Argento was already a successful screenwriter and movie critic at the time; he borrowed money from his well-off father to produce his directorial debut. Additional funds were gathered from German producers interested in a run-of-the-mill "Krimi" such as the Edgar-Wallace-inspired films which were a staple at West German box offices in the day.

Argento managed to derail the project injecting heavy doses of violence and implied sexual titillation in the movie, meshing them in a lustrous and visionary cinematographic style which captivated both the general public (thrilled by the most lurid plot elements) and the critics (enthralled by the audacity of the camerawork and the montage).

Argento borrowed heavily from crime thriller literature (some plot elements derive from works of Fredric Brown; Musante's character is named after an early incarnation of Raymond Chandler's iconic character Philip Marlowe) and from previous Italian thrillers (the killer's attire was lifted from Mario Bava's Blood and Black Lace, of which he closely imitated the gory murder sequences) but he managed to make the end result fresh and provocative instead of derivative.

Following murder movies from Argento would treasure these elements along with the recurring plot point of the protagonist seeing something of great importance but finding himself either unable to realize or remember what he saw (another favourite of some Bava movies, who was fascinated by the idea of cinema as sensory illusion).

Release

Critical reception

The Bird with the Crystal Plumage has been very well received by critics. On the review aggregator website Rotten Tomatoes the film has an approval rating of 91% based on twenty-two reviews, with the consensus "Combining a deadly thriller plot with the stylized violence that would become his trademark, The Bird with the Crystal Plumage marked an impressive horror debut for Dario Argento."[1]The New York Times wrote, "[It] has the energy to support its elaborateness and the decency to display its devices with style. Something from each of its better models has stuck, and it is pleasant to rediscover old horrors in such handsome new décor. "[2] Roger Ebert gave the film three out of four stars, writing, "it's a pretty good [thriller]", but that "its scares are on a much more basic level than in, say, a thriller by Hitchcock."[3]
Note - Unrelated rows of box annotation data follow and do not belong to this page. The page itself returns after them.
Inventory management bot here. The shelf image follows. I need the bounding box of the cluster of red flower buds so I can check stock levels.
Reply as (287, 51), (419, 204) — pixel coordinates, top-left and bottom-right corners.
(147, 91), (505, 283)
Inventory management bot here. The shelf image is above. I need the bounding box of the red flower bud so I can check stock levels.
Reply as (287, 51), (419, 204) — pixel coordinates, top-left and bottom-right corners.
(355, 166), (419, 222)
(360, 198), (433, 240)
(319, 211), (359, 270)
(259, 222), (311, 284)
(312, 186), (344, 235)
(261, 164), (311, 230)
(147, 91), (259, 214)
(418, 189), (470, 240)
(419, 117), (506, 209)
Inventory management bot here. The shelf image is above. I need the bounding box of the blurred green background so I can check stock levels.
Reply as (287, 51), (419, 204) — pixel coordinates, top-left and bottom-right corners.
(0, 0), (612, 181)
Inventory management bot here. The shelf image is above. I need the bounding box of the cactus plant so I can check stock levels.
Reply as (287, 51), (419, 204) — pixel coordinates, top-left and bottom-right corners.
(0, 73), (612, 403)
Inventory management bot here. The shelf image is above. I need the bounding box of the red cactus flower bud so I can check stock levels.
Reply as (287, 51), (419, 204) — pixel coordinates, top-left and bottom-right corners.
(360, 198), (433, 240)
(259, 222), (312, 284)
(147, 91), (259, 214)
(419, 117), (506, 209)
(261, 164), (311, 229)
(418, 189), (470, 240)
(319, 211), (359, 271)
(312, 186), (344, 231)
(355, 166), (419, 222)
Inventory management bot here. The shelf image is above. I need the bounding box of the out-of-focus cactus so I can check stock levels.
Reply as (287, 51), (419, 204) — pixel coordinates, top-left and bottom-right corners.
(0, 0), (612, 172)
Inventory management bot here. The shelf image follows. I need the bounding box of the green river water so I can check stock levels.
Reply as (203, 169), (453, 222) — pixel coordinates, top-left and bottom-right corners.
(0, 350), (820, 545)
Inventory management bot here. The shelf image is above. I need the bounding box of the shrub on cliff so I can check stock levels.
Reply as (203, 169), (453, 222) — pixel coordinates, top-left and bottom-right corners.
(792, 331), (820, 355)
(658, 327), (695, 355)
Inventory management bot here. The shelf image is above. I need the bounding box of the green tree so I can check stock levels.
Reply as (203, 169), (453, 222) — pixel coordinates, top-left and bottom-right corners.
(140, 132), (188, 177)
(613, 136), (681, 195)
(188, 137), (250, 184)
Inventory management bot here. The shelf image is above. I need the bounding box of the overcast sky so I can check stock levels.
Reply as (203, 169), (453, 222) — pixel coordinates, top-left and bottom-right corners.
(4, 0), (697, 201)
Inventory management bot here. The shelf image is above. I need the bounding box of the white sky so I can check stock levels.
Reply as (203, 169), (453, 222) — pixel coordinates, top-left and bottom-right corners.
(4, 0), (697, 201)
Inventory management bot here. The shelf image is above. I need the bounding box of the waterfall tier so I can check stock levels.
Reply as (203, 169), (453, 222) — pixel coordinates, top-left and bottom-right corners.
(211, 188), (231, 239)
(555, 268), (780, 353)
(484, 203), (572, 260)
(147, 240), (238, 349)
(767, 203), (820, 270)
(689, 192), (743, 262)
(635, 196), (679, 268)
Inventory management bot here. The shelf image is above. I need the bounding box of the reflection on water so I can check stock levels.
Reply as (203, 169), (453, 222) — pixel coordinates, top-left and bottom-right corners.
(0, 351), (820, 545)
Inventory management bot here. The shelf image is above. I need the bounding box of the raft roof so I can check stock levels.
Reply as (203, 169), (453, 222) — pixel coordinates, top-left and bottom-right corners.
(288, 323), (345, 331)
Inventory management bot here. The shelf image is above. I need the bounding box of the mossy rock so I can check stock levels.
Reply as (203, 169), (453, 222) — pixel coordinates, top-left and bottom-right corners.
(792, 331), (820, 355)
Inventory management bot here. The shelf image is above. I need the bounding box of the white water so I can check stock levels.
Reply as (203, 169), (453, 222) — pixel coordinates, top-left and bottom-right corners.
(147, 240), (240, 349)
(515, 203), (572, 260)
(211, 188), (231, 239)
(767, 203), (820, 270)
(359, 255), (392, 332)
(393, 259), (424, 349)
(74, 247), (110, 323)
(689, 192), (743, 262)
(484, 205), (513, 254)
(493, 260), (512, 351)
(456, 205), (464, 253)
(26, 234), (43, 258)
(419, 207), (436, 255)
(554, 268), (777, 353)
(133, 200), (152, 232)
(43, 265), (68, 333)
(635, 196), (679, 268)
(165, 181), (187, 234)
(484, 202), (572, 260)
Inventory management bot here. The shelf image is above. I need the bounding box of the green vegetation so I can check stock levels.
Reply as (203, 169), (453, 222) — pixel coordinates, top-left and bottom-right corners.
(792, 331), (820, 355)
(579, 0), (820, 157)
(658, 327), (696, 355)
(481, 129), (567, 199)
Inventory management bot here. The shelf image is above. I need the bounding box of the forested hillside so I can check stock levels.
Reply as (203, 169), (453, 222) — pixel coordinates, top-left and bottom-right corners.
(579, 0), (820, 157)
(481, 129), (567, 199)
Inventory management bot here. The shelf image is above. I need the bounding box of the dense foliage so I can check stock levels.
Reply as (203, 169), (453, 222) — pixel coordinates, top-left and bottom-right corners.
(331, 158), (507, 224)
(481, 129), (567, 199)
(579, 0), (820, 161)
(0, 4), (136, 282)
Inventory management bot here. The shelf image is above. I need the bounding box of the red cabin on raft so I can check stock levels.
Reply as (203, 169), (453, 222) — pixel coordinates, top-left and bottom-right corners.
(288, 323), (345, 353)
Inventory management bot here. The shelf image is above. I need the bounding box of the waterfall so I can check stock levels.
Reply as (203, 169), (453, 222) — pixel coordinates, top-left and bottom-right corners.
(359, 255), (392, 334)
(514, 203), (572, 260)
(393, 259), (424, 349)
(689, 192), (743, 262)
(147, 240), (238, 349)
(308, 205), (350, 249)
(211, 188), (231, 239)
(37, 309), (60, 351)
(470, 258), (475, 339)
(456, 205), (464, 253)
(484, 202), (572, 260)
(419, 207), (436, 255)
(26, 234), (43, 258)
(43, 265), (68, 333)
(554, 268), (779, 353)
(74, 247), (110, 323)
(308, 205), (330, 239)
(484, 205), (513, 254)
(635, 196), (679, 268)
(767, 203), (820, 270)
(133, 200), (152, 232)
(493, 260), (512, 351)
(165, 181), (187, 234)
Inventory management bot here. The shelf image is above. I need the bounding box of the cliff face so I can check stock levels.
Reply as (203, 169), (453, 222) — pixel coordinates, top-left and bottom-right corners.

It was placed 272nd in Empire magazine's "500 Greatest Movies of All Time" list.[4]

Home media

The film was originally cut by 20 seconds for its US release and received a 'GP' rating, though it was later re-classified as 'PG'. The film was later released on DVD by VCI with the restored violence, but had problems with a sequence of shots referred to as "the panty removal scene". Later pressings fixed it. Blue Underground later obtained the rights and re-released the film completely uncut, adding an extra shot of violence previously unseen. The picture was completely restored and the sound was remixed into both 5.1 audio for both Italian and English tracks, but contained another soundtrack remixed into DTS-ES 6.1 Discrete in English.

Blue Underground released the film on Blu-ray Disc on 24 February 2009. Tech specs saw a BD-50 dual-layer presentation with newly remastered 1080p video and English audio tracks in DTS-HD Lossless Master Audio 7.1 Surround and Dolby TrueHD 7.1 Surround plus the original Italian audio track. It is now out-of-print. VCI announced on their Facebook page that they plan to release the film on Blu-ray Disc sometime soon.[5]

The cut US print was released in the UK in 1970 as The Gallery Murders and received no further cuts. However when the uncut version was reissued for cinema in 1983 under its original title it was cut by the BBFC to the infamous "panty murder" sequence, and these cuts persisted until 2011 when the complete version was finally passed uncut for the Arrow DVD release.